Search code examples
apache-kafka-streams

Kafka Streams - override default addSink implementation / custom producer


It is my first post to this here and I am not sure if this was covered here before, but here goes: I have a Kafka Streams application, using Processor API, following the topology below:

1. Consume data from an input topic (processor.addSource())
2. Inserts data into a DB (processor.addProcessor())
3. Produce its process status to an output topic (processor.addSink())

App works big time, however, for traceability purposes, I need to have in the logs the moment kstreams produced a message to the output topic, as well as its RecordMetaData (topic, partition, offset).

Example below:

KEY="MY_KEY" OUTPUT_TOPIC="MY-OUTPUT-TOPIC" PARTITION="1" OFFSET="1000" STATUS="SUCCESS"

I am not sure if there is a way to override the default kafka streams producer to add this logging or maybe creating my own producer to plug it on the addSink process. I partially achieved it by implementing my own ExceptionHandler (default.producer.exception.handler), but it only covers the exceptions.

Thanks in advance,

Guilherme


Solution

  • If you configure the streams application to use a ProducerInterceptor, then you should be able to get the information you need. Specifically, implementing the onAcknowledgement() will provide access to everything you listed above.

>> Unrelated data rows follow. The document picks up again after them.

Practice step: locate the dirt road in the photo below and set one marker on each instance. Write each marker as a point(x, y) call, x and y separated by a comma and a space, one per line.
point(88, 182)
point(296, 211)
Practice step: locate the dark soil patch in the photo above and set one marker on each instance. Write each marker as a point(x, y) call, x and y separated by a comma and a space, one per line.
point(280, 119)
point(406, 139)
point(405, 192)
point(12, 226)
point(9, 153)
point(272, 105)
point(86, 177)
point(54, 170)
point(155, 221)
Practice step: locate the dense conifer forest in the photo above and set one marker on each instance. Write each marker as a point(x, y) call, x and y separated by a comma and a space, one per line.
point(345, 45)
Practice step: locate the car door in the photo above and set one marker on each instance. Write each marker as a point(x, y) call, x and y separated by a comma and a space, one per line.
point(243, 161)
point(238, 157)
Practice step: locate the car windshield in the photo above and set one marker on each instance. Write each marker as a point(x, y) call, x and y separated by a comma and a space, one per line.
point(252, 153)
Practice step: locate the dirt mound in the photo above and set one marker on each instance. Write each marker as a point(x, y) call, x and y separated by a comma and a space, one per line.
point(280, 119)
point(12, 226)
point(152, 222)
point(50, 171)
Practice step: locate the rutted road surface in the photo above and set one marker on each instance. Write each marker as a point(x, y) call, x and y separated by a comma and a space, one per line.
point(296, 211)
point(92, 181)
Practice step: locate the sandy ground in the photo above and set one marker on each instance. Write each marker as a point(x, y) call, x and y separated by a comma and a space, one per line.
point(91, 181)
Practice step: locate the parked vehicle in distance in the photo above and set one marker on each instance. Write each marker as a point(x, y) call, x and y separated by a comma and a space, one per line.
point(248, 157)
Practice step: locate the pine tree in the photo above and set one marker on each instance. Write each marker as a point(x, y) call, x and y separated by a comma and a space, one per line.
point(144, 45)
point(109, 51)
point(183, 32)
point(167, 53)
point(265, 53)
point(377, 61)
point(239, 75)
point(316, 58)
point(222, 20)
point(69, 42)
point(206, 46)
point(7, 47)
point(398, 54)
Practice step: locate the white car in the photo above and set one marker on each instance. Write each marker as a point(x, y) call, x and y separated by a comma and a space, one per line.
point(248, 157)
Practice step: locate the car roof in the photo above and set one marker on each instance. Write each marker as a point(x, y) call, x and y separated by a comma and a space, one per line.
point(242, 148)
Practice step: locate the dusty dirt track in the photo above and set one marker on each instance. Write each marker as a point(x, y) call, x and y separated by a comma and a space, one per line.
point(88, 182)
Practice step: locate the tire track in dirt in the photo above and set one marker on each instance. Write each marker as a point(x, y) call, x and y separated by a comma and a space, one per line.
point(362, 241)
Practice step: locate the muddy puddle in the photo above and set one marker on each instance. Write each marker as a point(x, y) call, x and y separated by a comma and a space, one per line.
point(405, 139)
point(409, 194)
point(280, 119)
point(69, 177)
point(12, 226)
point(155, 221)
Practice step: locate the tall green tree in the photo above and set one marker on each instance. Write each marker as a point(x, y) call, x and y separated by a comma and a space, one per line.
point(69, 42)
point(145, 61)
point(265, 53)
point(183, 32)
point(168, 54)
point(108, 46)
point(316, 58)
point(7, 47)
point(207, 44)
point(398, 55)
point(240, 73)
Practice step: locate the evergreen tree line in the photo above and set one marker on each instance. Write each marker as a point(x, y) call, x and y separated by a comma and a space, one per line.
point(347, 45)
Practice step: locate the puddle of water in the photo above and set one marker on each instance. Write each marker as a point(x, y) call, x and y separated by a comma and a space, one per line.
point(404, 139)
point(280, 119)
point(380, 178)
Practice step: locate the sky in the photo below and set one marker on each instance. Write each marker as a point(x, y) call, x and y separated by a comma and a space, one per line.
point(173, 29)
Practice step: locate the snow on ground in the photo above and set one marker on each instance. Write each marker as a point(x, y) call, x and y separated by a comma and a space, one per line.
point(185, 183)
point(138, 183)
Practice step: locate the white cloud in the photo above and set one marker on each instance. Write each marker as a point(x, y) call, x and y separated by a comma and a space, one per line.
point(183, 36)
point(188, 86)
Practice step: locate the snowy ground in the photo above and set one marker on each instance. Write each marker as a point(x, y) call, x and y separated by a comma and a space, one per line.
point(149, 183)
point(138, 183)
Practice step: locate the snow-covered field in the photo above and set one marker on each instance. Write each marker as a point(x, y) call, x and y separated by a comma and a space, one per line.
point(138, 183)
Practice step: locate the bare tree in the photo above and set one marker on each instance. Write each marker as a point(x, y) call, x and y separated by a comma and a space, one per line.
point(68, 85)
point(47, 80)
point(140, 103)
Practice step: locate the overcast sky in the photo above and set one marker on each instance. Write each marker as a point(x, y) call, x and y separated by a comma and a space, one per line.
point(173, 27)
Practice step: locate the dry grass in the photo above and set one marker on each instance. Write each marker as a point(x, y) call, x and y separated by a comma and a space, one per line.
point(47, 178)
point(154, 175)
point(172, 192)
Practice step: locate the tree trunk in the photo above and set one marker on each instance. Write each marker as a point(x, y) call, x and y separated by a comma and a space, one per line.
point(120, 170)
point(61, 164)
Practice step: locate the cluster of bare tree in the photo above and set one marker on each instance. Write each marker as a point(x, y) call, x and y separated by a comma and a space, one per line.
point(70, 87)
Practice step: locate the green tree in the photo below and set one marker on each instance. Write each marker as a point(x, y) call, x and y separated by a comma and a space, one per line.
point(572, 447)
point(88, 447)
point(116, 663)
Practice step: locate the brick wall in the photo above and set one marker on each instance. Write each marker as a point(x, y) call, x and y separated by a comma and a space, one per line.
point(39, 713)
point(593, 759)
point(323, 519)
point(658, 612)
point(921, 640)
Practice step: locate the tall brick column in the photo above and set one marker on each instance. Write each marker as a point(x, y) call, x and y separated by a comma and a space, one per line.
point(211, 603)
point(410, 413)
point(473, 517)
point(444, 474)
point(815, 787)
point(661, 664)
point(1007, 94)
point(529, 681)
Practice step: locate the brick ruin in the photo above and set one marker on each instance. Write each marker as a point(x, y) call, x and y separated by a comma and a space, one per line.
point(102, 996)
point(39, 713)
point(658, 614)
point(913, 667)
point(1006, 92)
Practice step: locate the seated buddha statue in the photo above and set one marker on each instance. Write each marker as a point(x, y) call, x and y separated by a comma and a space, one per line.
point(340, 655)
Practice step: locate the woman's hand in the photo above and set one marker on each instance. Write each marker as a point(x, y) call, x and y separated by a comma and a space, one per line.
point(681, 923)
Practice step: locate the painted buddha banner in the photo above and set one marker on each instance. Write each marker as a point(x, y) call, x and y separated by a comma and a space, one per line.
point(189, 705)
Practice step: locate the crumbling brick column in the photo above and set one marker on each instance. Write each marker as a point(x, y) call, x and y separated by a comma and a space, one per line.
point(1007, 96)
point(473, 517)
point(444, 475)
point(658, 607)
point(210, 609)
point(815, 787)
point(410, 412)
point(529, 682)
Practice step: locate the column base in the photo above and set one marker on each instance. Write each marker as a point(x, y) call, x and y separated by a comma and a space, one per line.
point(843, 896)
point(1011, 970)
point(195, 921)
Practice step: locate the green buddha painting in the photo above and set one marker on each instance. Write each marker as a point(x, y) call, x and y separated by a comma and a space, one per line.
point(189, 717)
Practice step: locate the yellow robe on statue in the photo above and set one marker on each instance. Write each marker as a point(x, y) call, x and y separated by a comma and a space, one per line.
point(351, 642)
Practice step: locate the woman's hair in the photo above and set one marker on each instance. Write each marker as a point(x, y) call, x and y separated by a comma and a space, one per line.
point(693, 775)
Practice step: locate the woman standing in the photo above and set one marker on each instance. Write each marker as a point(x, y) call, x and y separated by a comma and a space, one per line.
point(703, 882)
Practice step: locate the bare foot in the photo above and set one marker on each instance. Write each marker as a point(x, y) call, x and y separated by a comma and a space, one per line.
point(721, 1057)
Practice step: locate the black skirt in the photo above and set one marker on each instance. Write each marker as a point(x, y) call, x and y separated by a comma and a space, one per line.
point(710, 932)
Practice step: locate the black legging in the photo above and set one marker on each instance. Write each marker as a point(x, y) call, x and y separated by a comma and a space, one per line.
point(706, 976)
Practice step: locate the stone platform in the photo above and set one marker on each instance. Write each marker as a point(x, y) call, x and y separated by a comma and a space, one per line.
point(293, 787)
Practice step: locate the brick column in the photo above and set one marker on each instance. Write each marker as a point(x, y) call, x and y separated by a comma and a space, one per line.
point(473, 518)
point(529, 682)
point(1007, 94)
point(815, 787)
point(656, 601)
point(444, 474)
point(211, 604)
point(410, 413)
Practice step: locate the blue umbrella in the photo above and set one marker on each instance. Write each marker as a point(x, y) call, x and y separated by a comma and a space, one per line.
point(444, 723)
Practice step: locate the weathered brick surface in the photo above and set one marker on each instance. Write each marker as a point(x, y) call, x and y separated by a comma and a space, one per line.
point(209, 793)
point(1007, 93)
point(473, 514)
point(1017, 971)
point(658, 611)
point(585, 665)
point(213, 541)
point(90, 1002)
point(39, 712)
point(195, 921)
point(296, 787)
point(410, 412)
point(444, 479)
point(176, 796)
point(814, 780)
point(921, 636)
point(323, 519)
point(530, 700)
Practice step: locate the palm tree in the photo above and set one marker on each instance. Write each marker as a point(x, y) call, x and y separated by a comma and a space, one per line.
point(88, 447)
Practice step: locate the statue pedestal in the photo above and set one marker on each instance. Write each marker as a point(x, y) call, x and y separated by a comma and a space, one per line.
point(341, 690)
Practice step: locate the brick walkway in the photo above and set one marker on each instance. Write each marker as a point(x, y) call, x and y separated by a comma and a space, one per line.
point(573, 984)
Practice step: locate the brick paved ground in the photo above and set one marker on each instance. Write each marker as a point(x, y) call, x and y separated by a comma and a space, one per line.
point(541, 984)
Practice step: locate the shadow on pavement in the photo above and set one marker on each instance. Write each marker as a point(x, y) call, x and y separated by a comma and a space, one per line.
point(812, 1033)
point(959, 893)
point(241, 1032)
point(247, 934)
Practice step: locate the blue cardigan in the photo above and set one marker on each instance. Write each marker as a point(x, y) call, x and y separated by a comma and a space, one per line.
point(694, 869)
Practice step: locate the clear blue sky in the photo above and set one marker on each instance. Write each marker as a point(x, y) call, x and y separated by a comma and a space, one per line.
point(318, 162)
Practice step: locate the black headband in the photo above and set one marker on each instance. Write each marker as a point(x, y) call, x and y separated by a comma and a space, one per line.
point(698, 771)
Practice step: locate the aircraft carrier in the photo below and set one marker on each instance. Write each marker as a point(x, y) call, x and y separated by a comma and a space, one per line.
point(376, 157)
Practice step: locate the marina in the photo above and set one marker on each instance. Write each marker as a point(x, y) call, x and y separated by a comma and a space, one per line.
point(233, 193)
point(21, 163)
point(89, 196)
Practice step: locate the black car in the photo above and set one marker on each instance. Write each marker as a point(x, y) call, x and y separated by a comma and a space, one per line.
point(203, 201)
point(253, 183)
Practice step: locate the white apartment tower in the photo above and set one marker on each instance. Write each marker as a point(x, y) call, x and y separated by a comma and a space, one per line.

    To configure interceptors in a streams application:

     Properties props = new Properties();
     // add this configuration in addition to your other streams configs
    
    props.put(StreamsConfig.producerPrefix(ProducerConfig.INTERCEPTOR_CLASSES_CONFIG), Collections.singletonList(MyProducerInterceptor.class));
    
    

    You can provide more than one interceptor if desired, just add the class name and change the list implementation from a singleton to a regular List. Execution of the interceptors follows the order of the classes in the list.

    EDIT: Just to be clear, you can override the provided Producer in Kafka Streams via the KafkaClientSupplier interface, but IMHO using an interceptor is the cleaner approach. But which direction to go is up to you. You pass in your KafkaClientSupplier in an overloaded Kafka Streams constructor.